PIP Implants: NHS Chief Says 'Significant Uncertainty' For Women With Industrial-Grade Silicone

'Significant Uncertainty' For Future Of Women WIth PIP Implants, NHS Boss Says

The future for women who've had PIP breast implants carries "significant uncertainty", a senior director of the NHS has told MPs on Tuesday morning, amid signs that the private cosmetic surgery industry is set for a major overhaul.

Professor Sir Bruce Keogh, the NHS Medical Director, said in the wake of the PIP scandal: "We are dealing with significant uncertainty. It's that level of uncertainty which creates the anxiety with relation to the 'ticking timebomb'."

The NHS is currently engaged in two reviews. The first one, urgently being conducted, will look at the scientific evidence underpinning the advice on how the implants should be dealt with. The second longer-term review will look at aspects of governance of the industry and will take about a year.

But on the matter of the urgent review, Sir Bruce said: "We are left with uncertainty around the potential damage from the silicone itself."

He told the Commons Health Committee that of the 40,000 women in Britain with PIP implants - made from industrial-grade silicone and believed to be at greater risk of rupture or toxic contamination than more expensive medical-grade implants - only 745 women received these PIPs on the NHS.

Those women are entitled to free surgery to have their implants removed and replaced, but the rest of those living in England with private implants won't get replacements on the NHS. Sir Bruce said private providers had a moral obligation to help their former customers, but evidence to the committee revealed the industry was in disarray.

Sir Kent Woods, Chief Executive of the Medicines and Healthcare Products Regulatory Agency (MHRA) told MPs they did not have a centralised register of women who'd had breast implants.

"There is no possibility of contacting the patients concerned," he said, adding there was a "striking reluctance" among women who'd had breast implants to provide further information.
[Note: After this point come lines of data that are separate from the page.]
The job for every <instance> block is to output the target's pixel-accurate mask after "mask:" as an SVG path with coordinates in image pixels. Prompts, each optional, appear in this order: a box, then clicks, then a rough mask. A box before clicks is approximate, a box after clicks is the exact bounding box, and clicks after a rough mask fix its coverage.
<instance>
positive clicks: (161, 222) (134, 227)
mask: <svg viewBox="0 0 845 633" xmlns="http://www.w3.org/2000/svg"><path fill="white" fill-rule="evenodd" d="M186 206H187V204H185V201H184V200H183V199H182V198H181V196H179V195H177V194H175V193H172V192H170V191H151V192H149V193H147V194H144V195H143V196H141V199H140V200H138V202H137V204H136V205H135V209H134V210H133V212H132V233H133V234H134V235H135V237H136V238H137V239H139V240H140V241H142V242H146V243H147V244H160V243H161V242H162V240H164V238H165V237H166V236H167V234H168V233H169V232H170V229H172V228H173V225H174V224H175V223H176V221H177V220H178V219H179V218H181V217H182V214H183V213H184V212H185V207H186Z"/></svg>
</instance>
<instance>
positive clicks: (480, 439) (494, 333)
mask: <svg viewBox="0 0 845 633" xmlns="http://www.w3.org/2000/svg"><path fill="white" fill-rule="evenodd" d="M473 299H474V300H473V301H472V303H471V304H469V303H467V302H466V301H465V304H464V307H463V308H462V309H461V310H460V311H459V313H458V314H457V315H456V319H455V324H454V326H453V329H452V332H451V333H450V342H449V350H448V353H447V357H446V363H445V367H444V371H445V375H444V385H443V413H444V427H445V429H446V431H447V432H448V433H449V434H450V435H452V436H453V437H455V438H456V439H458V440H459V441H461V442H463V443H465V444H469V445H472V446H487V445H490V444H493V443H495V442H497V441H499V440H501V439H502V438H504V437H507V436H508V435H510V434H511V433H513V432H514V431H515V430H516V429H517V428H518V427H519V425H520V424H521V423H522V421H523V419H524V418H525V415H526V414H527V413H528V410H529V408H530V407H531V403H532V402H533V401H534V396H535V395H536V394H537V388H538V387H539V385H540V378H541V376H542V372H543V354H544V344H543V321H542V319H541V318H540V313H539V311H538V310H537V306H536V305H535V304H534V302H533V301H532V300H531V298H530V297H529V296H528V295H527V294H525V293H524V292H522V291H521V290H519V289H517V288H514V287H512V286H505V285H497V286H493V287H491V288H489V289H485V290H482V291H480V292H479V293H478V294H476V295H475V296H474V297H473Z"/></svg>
This had scuppered previous attempts to run a national breast implant register.

Further concerns came from the industry itself. Simon Withey, a member of the Council of the British Association of Aesthetic Plastic Surgeons, said there was concern surrounding the codes of advertising in the industry, saying the portrayal of breast implants in the media had led to a "trivialisation" about the procedure.

"We have patients who come in on a regular basis who are surprised they will have a scar, surprised they're going to be off work for a few days," he told MPs, speaking of a "strong commercial pressure" among some private doctors.

But he said as things stood, women should not automatically opt for removal of PIPs just because they were worried. "Anxiety alone is not good enough reason to remove an implant," Withey told MPs, saying women who have them should "see a surgeon who could give them advice on the relative risks."

"But I don't think that necessarily means you should be taking out every implant from every anxious woman," he concluded.

MPs have just launched their inquiry into the PIP scandal, which has affected women across Europe. The advice in each country varies, with the French and German health authorities recommending removal.